L’exonération de l’impôt sur le revenu

Au titre de l’article 80 duodecies du Code général des impôts, vous pouvez bénéficier d’une exonération totale ou partielle de l’impôt sur le revenu de votre prime de licenciement si vous remplissez certaines conditions.

Si votre indemnité vous est versée au cours d’un plan de sauvegarde de l’emploi (PSE), alors celle-ci est automatiquement exonérée de l’impôt sur le revenu. Dans le cas contraire, elle peut être partiellement ou totalement exonérée, jusqu’à un certain seuil correspondant au montant le plus élevé des trois calculs suivants :

  • Le montant de l’indemnité légale ;
  • Le double de votre rémunération brute annuelle l’année précédente, dans la limite de 235 368 euros ;
  • La moitié de l’indemnité perçue, dans la limite de 235 368 euros.

L’exonération des cotisations sociales, de la CSG et de la CRDS

L’article L242-1 du Code de la Sécurité Sociale établit que vous pouvez disposer d’exonérations de cotisations sociales jusqu’à un certain seuil.

L’indemnité de licenciement est exonérée de cotisations sociales pour la partie qui n’est pas imposable sur le revenu, et dans la limite de 79 464 euros.
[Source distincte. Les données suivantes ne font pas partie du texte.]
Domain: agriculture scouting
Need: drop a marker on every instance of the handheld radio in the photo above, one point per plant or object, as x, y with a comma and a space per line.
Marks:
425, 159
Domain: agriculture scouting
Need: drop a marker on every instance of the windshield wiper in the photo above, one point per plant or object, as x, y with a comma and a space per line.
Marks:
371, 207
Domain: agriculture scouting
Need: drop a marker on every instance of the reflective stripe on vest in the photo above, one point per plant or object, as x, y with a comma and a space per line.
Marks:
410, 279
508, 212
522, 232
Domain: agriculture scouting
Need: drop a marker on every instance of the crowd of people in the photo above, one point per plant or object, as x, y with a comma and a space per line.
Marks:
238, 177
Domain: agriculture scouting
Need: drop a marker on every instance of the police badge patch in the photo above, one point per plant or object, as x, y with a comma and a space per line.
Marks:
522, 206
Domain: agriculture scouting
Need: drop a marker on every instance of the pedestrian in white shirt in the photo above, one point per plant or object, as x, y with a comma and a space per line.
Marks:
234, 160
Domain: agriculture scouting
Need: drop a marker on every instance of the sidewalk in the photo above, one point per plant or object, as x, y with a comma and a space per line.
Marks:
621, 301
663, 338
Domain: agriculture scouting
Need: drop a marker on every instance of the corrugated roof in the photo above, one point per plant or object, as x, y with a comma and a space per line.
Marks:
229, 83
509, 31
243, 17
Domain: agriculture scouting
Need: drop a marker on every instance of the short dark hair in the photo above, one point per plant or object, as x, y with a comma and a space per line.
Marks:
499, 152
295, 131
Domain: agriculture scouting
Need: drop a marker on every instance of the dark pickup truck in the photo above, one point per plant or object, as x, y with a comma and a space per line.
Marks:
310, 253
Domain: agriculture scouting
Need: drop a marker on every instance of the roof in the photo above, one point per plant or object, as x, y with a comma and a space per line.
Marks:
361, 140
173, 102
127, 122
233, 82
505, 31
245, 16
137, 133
Au-delà d’un montant de 397 320 euros, aucune cotisation ne peut être exonérée.

Vous bénéficiez également d’une exonération de la CSG et de la CRDS, jusqu’au plus petit seuil parmi les deux ci-dessous :

  • Le montant de l’indemnité légale ;
  • Le montant de l’indemnité exonéré des cotisations sociales.

Que faire si mon employeur ne remplit pas ses obligations contractuelles et légales ?

Vous l’aurez compris : les indemnités pour licenciement (hors faute lourde et faute grave) et leur montant sont strictement encadrés par la loi, ce qui signifie que votre employeur est tenu de répondre à ces injonctions, et de les mettre en application. Qu’il s’agisse du délai, des motifs ou du montant, si vous constatez une irrégularité, voire une fraude, il est important de prendre des mesures directement.

Les entretiens

La première chose à faire, si elle est possible, est de procéder à un nouvel entretien avec votre employeur si vous vous rendez compte après la signature officielle, ou de le mentionner lors de l’entretien préalable si vous arrivez à le remarquer à temps. Cela n’est certes pas toujours possible, notamment si le licenciement repose sur une faute simple ou des griefs personnels, mais elle permet d’éviter la voie judiciaire, plus longue et plus pénible. Elle reste néanmoins un incontournable pour vous assurer de faire valoir vos droits.

La voie judiciaire : les Prud’hommes

Les Prud’hommes sont constitués paritairement de juges non-professionnels issus du monde salarial et du monde patronal ; cela permet d’about à une bonne représentation des points de vue, et c’est notamment qui explique jusque-là pour le Conseil de Prud’hommes était considéré comme davantage en faveur du salarié. En revanche, ce Conseil compte désormais un magistrat chargé de faire respecter la procédure et les lois et ainsi d’éviter les décisions cassées en appel, qui se montaient à presque 50% en moyenne en 2017.

Avant d’entamer les procédures, n’hésitez pas à rechercher conseil autour de vous, et notamment auprès de vos collègues ou d’un représentant syndical, voire d’un avocat du travail si vos moyens le permettent. Ceux-ci seront plus à même de repérer s’il y a bien faute légale ou non, et de l’intérêt de vous rendre aux Prud’hommes.